Which Gospel?

By Arthur Licursi with portions taken from Cornelius Stam

A friend might ask: “Have you heard the good news?” and you reply: “What good news?” Naturally! All good news is not the same.

Yet few people follow this procedure when they read in the Bible the phrase “the gospel” — which simply means “the good news.” They have been erroneously taught that “the gospel is the gospel” and that “there is only one gospel,” but this is simply NOT so in the light of the Bible itself. Let's see what light we can get from the Bible itself.

God has NOT proclaimed only one gospel, one item of good news, down through the ages, but many. He has qualified the word “gospel” by distinctive titles, just as one might label a computer file to distinguish the others, since each file contains different information.

The “gospel of the kingdom” and the “gospel of the grace of God” are two different gospels, they are not the same. Certainly the “gospel of the circumcision ( Israel )” that Peter preached and the “gospel of the uncircumcision (Gentiles)" that Paul preached are very clearly not the same.

Galatians 2:7-8 (KJV) But contrariwise, when they saw that the gospel of the uncircumcision was committed unto me (Paul), as the gospel of the circumcision was unto Peter; 8 (For he that wrought effectually in Peter to the apostleship of the circumcision, the same was mighty in me (Paul) toward the Gentiles:)

When we come upon the phrase “the gospel” without any qualifying title, we should immediately ask: “Which gospel?” and invariably the context will provide the answer. Luke 9:6, for example, simply states that the twelve disciples went about “preaching the gospel,” but Verse 2 of the same chapter explains how the Lord had sent them “to preach the kingdom of God” — not a gospel of the cross, but "the kingdom," since He, the King, was in their midst. These disciples could not have engaged in “the preaching of the cross,” as Paul later did, for it was not until at least two years later that the Lord “began” to tell them how He must suffer and die (Matt. 16:21) and Peter “began to rebuke Him” (Ver. 22) and none of the twelve even understood what He was talking about (Luke 18:34).

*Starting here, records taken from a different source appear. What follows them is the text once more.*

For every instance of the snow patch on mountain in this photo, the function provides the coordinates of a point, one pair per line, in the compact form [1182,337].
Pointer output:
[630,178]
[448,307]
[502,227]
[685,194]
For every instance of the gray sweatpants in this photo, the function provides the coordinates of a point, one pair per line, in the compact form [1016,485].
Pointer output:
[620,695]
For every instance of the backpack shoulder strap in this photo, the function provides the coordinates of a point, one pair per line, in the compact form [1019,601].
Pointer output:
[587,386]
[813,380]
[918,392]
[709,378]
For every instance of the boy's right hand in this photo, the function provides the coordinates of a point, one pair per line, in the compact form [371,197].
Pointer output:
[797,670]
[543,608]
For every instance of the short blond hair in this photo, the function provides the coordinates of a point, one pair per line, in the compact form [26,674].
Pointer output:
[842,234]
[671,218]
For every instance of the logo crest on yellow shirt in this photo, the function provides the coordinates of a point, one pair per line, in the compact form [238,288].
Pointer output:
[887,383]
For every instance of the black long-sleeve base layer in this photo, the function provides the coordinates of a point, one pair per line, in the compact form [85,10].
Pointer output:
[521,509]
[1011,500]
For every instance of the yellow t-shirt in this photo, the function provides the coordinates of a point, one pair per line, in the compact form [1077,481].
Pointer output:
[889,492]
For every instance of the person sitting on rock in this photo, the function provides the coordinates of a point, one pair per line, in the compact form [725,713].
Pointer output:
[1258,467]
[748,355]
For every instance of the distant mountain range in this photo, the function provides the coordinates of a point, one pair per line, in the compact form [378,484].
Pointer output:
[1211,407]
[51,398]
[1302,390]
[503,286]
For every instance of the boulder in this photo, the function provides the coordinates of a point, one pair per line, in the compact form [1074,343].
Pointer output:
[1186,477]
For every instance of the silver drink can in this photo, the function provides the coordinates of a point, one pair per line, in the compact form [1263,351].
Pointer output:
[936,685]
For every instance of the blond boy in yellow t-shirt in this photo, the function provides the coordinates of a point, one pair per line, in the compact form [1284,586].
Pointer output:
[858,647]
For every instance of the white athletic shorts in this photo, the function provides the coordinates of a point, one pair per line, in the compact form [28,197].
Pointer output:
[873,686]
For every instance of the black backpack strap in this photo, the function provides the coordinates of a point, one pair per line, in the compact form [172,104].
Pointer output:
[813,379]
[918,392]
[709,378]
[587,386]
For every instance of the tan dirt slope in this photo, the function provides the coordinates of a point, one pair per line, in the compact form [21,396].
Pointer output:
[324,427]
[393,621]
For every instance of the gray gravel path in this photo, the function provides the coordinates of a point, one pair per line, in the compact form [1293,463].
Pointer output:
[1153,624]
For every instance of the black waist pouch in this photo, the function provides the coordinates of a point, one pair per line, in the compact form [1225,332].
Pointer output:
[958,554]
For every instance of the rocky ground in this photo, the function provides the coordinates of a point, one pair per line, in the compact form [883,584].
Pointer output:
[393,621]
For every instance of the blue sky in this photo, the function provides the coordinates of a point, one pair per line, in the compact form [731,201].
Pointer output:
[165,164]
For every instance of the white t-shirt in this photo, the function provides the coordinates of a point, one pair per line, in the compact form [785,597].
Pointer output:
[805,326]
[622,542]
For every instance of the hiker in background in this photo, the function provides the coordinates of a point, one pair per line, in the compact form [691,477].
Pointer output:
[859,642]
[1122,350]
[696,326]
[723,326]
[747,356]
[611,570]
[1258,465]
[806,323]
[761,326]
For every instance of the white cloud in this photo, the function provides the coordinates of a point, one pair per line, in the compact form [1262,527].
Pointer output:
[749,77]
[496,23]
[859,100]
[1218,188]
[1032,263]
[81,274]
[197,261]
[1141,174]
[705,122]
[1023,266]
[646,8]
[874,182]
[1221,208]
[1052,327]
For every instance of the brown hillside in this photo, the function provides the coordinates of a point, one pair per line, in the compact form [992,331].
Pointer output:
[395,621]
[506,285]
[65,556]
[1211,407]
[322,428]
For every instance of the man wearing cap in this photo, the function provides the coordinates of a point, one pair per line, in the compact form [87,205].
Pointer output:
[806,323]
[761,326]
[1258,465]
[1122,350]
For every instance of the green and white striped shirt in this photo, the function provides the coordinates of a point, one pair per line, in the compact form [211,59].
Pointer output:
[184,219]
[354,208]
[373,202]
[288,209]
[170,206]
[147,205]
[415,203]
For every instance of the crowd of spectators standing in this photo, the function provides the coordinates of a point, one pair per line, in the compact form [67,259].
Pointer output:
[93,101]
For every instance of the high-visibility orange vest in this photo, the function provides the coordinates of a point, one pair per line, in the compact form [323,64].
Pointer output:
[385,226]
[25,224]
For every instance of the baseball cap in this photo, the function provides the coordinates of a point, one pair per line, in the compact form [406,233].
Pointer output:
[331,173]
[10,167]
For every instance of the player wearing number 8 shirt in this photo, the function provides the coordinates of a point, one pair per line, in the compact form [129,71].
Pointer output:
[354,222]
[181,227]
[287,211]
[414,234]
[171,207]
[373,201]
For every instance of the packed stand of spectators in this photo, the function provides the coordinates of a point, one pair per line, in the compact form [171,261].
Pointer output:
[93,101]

But whereas “the gospel of the kingdom” had been committed to the twelve while Christ was on earth, “the preaching of the cross” (1 Cor. 1:18, as good news) and “the gospel of the grace of God” (Acts 20:24) was later committed to the Apostle Paul and to us .

Today we do not proclaim the kingdom rights of Christ. Rather we proclaim “redemption through His blood, the forgiveness of sins, according to the riches of His grace” (Eph. 1:7).